O racismo no Brasil, e é importante esclarecer isso, não pode ser disfarçado de liberdade de expressão, como o é nos EUA, mas não pode simplesmente por que não é fruto de uma pessoa (seja lá qual o arquétipo que queira imaginar para esta), mas um sistema já completamente organizado, o racismo no país é estrutural. Ele está tão internalizado nas instituições sociais que não estranhamos, enquanto na condição de país que se declara como tendo maioria negra, não termos nenhum ministro do Supremo Tribunal Federal autodeclarado negro, uma maioria branca no congresso, nenhum presidente, no pós redemocratização, negro.

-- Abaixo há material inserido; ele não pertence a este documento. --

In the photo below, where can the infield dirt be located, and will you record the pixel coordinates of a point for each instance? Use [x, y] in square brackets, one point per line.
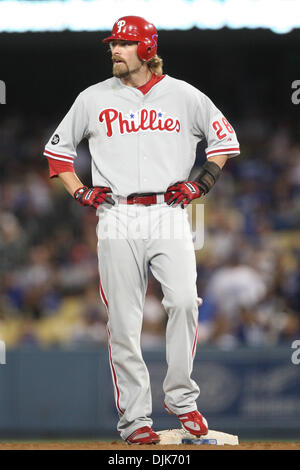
[122, 446]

O que temos é uma sociedade que castra os sonhos da população de cor.
O racismo sutil do Brasil tem tantas nuances que o fato de ter amigos negros não abona ninguém do preconceito. A pessoa pode andar com negros e mesmo assim apresentar comportamentos racista, como a mulher que, apresentando um comportamento machista, diz: “é necessário ter culhões para enfrentar alguma coisa”. O mito da democracia racial criou formas de discriminação tão sofisticadas que até mesmo negros cometem atos racistas, numa demonstração cabal da veracidade da teoria de Pierre Bourdieu sobre violência simbólica, que é reproduzida inconscientemente.
A carnalidade nas relações entre pessoas de diferentes etnias não comprova igualdade racial, os estereótipos sobre corpos de negros, como os que cita a música “Caravanas”, do Chico Buarque, “diz que eles têm picas enormes e seus sacos são granadas” apenas são reproduções de um discurso animalizante, que serve para reduzir a população já oprimida a uma posição de inferioridade. Não há igualdade nesse tipo de relação. Portanto, essa justificativa é incoerente, e, talvez até mais sem sentido que a próxima e mais famosa, “tenho até um amigo negro”.
Esse famoso argumento não tem uma lógica clara, visto que o racismo no Brasil se estruturou de uma forma sistêmica e desde o período da escravidão legalizada já havia relações afetivas entre negros e brancos. As amas de leite eram escravas domésticas que cuidavam dos filhos dos senhores de engenho, amamentando-os, conviviam com os donos da casa, mas nem isso as salvava das chibatadas e outras formas de punição.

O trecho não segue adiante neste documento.